Homens que nunca trocaram uma fralda.
Homens que nunca pagaram pensão.
Homens que desapareceram antes mesmo do primeiro ultrassom.
Homens que não atenderam uma ligação, não compareceram a uma reunião escolar e não estiveram presentes em uma única noite de febre.
Mas que, curiosamente, aparecem com convicções inabaláveis quando o assunto é aborto.
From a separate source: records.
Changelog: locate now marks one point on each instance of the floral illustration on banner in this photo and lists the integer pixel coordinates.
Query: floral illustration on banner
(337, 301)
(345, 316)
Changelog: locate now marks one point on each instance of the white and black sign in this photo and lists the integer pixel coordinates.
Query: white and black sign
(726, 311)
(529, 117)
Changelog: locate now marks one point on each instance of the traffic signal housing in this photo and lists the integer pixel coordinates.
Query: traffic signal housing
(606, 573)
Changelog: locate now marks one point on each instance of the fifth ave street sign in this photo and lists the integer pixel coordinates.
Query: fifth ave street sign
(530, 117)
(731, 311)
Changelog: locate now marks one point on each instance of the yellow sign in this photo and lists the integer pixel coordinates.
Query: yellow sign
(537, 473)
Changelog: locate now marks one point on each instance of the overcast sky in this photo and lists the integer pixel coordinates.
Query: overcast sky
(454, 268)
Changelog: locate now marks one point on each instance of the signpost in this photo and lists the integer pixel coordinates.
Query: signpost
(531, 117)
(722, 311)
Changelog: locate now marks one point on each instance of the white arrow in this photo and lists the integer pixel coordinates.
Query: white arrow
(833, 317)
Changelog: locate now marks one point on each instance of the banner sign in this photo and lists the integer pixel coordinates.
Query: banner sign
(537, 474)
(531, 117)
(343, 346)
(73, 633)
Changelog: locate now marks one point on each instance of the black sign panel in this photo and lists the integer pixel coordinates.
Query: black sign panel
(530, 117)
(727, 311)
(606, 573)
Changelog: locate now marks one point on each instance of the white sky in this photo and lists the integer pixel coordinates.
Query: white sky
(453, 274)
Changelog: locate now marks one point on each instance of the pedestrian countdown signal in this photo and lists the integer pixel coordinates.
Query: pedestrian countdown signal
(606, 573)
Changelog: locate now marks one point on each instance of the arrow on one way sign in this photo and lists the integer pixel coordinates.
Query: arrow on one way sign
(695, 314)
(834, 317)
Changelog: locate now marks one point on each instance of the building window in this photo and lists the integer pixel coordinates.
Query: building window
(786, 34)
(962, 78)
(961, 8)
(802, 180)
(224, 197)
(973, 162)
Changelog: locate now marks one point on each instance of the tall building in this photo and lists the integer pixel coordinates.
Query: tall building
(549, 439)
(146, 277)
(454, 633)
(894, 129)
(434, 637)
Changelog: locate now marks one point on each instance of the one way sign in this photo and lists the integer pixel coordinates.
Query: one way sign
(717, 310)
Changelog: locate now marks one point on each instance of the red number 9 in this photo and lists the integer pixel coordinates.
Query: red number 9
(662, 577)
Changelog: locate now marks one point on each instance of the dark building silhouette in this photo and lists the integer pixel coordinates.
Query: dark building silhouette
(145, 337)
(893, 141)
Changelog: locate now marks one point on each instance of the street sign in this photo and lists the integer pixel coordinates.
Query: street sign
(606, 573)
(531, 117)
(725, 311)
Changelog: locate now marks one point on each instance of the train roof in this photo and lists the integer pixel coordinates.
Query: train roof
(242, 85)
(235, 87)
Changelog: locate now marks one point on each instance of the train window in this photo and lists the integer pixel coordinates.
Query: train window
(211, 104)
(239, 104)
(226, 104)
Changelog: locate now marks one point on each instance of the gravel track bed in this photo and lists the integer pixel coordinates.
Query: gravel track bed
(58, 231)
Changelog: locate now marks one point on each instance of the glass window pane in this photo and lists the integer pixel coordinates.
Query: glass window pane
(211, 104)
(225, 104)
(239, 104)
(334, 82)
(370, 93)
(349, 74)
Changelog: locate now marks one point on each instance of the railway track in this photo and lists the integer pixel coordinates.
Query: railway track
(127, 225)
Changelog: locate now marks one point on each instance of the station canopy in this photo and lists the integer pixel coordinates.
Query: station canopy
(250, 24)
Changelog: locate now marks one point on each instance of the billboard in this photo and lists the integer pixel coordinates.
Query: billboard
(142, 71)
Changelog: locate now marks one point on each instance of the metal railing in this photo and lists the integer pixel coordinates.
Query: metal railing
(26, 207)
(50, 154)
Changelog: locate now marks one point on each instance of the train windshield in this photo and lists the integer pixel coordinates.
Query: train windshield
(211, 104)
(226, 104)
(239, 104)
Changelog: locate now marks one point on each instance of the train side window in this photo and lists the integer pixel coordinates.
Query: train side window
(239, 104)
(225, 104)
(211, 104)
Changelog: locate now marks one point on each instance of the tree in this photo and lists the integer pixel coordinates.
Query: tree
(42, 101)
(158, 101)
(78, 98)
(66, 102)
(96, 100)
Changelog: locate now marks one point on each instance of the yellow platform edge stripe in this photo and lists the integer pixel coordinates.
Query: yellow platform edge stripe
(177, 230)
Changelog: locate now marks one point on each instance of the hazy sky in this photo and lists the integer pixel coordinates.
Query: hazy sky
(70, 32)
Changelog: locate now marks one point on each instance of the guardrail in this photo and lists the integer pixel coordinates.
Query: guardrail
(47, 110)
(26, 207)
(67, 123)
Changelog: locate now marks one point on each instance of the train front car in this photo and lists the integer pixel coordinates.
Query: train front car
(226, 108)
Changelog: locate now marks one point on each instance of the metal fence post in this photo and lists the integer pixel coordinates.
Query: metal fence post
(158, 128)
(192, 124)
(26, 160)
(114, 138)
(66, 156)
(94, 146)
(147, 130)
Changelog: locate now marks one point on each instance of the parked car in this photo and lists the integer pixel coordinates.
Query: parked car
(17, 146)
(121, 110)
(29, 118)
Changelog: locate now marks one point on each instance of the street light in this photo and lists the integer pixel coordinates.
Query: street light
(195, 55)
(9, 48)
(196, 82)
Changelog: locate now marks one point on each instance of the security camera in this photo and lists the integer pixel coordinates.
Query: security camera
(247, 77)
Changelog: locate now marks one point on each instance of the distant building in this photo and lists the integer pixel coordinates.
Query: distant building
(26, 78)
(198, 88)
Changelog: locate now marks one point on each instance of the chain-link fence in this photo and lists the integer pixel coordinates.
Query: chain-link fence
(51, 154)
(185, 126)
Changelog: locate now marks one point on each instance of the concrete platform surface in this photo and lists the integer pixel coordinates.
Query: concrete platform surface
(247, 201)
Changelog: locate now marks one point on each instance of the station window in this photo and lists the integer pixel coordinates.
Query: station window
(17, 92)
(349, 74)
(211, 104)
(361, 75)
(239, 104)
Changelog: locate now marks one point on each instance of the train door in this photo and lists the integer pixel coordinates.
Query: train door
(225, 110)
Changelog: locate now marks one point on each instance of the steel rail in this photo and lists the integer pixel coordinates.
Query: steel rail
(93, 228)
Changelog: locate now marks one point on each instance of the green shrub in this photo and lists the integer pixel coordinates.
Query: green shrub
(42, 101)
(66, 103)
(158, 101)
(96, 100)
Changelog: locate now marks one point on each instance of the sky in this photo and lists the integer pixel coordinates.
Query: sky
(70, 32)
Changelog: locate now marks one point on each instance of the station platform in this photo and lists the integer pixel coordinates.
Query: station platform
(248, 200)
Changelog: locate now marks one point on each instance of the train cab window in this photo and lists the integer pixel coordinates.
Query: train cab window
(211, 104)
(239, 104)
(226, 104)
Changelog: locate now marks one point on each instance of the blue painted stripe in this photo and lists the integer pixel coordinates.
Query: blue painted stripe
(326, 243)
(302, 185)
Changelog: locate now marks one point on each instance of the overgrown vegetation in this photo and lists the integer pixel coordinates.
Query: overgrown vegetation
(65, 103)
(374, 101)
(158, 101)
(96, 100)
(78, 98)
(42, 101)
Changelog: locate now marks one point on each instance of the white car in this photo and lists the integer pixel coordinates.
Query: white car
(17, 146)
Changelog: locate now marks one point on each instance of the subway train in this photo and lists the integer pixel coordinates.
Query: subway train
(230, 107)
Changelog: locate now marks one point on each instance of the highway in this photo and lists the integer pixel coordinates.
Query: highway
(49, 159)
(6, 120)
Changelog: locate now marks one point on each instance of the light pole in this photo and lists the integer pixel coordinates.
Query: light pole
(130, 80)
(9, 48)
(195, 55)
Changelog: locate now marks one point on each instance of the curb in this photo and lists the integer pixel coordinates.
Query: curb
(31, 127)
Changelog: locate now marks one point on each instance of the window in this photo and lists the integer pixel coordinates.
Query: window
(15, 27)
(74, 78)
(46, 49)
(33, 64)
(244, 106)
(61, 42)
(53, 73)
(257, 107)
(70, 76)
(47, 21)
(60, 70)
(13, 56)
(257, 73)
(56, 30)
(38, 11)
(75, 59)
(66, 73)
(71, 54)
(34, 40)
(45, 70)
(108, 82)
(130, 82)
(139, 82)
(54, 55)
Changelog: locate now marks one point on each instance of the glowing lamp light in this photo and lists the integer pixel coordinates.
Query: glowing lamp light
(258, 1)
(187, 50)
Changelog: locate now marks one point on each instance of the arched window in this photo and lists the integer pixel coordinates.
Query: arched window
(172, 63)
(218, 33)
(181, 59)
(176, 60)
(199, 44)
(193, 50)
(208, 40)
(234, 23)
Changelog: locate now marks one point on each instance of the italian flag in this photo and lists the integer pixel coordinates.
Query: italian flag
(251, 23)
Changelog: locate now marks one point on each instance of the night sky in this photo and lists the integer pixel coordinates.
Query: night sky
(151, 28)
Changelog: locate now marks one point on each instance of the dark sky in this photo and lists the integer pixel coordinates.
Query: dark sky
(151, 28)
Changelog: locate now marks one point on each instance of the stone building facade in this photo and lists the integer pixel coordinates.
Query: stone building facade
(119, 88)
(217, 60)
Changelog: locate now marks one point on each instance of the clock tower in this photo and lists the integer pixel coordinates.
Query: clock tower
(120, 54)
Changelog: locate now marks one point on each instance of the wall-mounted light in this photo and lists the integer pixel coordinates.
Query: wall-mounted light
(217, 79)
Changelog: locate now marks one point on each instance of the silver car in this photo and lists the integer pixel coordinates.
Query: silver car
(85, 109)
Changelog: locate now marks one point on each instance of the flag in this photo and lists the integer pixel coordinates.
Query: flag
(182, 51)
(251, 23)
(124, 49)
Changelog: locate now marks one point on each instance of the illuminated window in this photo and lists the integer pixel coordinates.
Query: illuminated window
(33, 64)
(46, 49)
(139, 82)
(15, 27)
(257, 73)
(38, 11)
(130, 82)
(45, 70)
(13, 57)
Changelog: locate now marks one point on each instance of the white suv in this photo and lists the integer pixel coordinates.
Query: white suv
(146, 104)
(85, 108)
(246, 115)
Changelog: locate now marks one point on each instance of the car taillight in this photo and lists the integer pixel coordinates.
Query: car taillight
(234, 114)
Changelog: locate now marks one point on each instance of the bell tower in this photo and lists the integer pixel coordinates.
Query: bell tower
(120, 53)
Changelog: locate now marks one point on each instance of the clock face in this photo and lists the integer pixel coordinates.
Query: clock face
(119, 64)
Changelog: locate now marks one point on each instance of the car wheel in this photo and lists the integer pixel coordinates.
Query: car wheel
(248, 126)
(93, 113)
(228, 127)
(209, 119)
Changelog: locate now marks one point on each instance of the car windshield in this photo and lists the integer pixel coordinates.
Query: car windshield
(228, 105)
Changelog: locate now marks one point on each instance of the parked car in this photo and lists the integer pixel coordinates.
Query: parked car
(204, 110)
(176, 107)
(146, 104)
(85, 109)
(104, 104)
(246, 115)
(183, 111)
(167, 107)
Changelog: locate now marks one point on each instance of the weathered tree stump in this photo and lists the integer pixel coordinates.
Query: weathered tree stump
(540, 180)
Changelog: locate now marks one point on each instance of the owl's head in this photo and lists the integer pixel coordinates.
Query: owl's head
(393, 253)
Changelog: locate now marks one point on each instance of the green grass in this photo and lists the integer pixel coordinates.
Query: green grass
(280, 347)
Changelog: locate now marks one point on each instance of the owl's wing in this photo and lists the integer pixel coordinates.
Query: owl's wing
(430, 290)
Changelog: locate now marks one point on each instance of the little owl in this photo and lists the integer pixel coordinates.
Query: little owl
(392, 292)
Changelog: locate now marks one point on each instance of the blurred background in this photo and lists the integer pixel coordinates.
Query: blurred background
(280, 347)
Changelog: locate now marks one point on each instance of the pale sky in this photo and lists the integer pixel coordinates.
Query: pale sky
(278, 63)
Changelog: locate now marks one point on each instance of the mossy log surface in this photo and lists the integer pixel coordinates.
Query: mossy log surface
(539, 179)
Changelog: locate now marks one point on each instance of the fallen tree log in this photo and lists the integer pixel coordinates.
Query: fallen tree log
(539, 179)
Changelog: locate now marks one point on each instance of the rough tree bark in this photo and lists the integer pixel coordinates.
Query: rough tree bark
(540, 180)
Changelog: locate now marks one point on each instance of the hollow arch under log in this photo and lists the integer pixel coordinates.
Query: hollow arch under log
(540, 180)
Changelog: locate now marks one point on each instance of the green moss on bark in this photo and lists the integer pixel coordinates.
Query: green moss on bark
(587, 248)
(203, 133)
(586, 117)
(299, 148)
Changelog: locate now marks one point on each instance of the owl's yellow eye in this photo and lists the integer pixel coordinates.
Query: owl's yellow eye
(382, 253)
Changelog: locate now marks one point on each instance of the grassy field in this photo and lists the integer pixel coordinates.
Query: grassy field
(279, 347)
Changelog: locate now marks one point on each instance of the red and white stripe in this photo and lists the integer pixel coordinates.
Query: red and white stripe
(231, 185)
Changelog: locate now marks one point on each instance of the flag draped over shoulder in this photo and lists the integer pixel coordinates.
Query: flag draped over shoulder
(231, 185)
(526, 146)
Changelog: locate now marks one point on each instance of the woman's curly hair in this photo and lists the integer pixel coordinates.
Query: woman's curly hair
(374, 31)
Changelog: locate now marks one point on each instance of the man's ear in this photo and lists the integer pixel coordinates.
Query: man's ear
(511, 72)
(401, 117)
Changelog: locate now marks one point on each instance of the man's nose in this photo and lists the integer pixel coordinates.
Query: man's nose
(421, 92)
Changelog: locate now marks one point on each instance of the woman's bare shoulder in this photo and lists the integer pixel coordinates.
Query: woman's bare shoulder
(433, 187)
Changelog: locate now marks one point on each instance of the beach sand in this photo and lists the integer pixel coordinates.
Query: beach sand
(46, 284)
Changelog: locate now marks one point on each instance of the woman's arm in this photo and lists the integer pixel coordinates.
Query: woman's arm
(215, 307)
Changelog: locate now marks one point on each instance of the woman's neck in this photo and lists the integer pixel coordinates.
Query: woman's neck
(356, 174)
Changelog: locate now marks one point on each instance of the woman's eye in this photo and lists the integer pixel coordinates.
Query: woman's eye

O debate sobre o aborto é complexo. Envolve ética, ciência, saúde pública, direitos, religião, sofrimento e escolhas difíceis. Não é um tema que caiba em frases prontas ou em julgamentos apressados.
Mas é impossível ignorar uma pergunta:
Onde estão esses mesmos homens quando a criança nasce?
Porque defender a vida não deveria terminar no parto.
Defender a vida também é registrar o filho.
É dividir responsabilidades.
É pagar pensão sem precisar de ordem judicial.
É participar da educação.
É estar presente nos aniversários, nas consultas médicas, nas noites de medo e nas manhãs de esperança.
A sociedade cobra das mulheres uma responsabilidade que muitas vezes não cobra dos homens na mesma intensidade.
E isso não é justiça.
Toda opinião tem o direito de existir. Mas toda opinião também carrega o peso da coerência.
Talvez o dia em que nenhuma criança crescer sem reconhecimento paterno, sem abandono e sem negligência seja o dia em que esse debate aconteça em condições mais honestas.
Até lá, antes de discutir o corpo das mulheres, talvez seja necessário discutir a ausência de muitos homens na vida dos próprios filhos.